In deze zaak heeft de kantonrechter van de Rechtbank Rotterdam op 22 januari 2021 uitspraak gedaan in een geschil tussen [naam persoon A] en de stichting Vestia. [naam persoon A] vorderde de voortzetting van de huurovereenkomst van de woning die haar moeder huurde, na het overlijden van haar moeder. Vestia betwistte dat [naam persoon A] haar hoofdverblijf in het gehuurde had en stelde dat er geen duurzame gemeenschappelijke huishouding was. De kantonrechter oordeelde dat [naam persoon A] niet voldoende had aangetoond dat zij haar hoofdverblijf in het gehuurde had en dat er geen sprake was van een duurzame gemeenschappelijke huishouding. De vordering in conventie werd afgewezen, wat betekende dat [naam persoon A] zonder recht of titel in het gehuurde verbleef. Vestia's vordering in reconventie tot ontruiming werd toegewezen, met een ontruimingstermijn van één maand.

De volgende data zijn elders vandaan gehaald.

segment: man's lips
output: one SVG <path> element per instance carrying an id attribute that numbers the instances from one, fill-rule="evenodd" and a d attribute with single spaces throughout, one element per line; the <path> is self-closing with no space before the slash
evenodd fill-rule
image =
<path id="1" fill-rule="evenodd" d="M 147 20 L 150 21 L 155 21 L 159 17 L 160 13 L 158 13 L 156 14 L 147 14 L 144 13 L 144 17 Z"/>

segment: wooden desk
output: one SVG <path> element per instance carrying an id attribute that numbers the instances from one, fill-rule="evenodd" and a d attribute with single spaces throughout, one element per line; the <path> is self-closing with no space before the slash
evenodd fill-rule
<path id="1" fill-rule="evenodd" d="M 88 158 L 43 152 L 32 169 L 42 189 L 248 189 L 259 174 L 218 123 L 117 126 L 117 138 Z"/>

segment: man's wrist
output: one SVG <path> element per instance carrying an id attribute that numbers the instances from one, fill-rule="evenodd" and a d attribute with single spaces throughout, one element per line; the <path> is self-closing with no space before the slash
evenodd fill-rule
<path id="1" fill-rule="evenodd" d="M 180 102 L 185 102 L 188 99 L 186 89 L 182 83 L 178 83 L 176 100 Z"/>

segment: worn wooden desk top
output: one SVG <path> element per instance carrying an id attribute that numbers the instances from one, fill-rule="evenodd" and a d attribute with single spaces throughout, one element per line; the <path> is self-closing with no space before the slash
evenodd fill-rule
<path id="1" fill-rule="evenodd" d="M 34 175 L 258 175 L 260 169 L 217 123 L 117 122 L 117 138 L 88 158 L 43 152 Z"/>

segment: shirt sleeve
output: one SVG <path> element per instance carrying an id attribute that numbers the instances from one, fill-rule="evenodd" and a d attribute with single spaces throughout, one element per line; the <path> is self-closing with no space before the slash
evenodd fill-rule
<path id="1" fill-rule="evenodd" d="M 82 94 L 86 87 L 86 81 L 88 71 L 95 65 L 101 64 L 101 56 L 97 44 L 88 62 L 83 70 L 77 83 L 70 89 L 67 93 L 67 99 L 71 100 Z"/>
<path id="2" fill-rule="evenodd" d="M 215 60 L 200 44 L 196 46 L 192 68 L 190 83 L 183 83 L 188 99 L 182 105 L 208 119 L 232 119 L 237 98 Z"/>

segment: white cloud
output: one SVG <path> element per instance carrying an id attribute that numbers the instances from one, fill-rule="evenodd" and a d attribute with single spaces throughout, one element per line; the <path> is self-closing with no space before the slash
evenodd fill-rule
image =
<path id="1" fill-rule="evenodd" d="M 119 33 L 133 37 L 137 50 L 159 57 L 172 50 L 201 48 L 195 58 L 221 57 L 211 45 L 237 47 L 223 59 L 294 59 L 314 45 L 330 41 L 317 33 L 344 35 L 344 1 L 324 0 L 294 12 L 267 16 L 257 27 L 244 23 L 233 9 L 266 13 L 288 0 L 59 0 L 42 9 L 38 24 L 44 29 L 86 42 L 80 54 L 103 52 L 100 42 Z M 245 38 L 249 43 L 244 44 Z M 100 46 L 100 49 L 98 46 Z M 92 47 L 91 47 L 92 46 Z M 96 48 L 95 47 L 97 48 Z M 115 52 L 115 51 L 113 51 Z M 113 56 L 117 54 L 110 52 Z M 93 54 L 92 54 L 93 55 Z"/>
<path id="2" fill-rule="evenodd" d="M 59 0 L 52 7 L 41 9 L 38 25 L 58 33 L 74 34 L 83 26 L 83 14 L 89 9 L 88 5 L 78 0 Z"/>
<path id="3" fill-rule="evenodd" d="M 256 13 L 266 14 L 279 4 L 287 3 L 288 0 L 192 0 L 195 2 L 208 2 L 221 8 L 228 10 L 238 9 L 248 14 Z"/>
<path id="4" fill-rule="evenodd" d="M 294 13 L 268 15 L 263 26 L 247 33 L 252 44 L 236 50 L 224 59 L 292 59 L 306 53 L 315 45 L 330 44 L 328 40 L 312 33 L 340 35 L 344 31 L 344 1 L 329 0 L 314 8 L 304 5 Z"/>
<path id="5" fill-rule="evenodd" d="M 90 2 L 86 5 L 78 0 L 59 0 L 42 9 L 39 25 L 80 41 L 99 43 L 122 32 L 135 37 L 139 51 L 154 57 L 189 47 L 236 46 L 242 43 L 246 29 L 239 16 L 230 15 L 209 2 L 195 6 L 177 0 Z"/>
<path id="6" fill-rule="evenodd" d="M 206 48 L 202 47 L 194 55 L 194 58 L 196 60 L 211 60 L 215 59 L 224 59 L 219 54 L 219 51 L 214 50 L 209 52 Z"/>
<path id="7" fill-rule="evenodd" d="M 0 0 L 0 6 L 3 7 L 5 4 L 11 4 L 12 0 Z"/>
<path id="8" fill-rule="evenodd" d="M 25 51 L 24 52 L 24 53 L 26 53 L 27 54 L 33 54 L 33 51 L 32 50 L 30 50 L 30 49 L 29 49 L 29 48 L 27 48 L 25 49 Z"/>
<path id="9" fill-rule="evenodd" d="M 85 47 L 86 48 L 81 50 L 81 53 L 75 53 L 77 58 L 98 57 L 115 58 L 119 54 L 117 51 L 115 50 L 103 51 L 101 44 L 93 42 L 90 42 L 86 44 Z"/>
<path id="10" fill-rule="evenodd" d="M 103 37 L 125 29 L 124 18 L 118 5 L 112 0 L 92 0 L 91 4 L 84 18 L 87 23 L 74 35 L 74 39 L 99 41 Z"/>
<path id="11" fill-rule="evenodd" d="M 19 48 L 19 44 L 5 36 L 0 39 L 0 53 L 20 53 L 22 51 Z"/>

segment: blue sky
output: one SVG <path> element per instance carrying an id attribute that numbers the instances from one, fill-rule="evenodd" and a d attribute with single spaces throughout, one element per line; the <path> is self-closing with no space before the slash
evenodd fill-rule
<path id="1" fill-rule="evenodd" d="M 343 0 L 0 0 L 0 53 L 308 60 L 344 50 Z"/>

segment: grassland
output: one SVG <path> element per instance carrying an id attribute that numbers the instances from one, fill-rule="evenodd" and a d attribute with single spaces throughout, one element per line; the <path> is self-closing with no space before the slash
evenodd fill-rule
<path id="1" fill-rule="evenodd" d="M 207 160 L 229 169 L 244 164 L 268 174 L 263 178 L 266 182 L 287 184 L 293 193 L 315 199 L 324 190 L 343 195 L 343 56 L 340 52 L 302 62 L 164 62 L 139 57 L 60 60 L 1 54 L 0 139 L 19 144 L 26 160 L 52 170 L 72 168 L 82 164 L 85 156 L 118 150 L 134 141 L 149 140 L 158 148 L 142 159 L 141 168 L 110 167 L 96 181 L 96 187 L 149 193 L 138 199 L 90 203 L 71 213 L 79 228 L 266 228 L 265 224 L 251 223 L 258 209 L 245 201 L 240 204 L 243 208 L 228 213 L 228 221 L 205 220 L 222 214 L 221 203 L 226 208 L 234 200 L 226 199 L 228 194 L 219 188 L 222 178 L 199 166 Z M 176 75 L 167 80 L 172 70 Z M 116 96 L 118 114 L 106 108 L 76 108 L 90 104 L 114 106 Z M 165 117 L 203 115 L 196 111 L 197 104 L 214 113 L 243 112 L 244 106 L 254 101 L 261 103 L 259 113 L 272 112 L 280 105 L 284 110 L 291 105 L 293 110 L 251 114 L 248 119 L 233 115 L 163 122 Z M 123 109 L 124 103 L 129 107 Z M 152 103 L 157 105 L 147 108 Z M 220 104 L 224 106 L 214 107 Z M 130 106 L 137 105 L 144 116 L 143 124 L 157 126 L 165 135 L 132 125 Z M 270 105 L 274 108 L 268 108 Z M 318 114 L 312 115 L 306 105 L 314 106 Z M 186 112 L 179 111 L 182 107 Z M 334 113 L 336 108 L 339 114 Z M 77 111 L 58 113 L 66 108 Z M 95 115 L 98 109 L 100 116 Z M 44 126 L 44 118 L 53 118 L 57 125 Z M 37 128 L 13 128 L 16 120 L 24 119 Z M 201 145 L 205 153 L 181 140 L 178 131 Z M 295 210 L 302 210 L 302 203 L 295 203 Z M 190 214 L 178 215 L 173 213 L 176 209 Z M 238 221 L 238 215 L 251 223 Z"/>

Tevens werd [naam persoon A] veroordeeld in de proceskosten.

Uitspraak

RECHTBANK ROTTERDAM

zaaknummer: 8732739 / CV EXPL 20-30480
uitspraak: 22 januari 2021
vonnis van de kantonrechter, zitting houdende te Rotterdam,
in de zaak van
[naam persoon A],
wonende te [woonplaats A] ,
eiseres in conventie bij exploot van dagvaarding van 21 augustus 2020,
verweerster in reconventie,
verschenen in persoon,
tegen
de stichting
Stichting VESTIA,
gevestigd te Rotterdam,
gedaagde in conventie,
eiseres in reconventie,
gemachtigde: [naam gemachtigde] .
Partijen worden hierna aangeduid als ‘ [naam persoon A] ’ respectievelijk ‘Vestia’.

1..Het verloop van de procedure

1.1.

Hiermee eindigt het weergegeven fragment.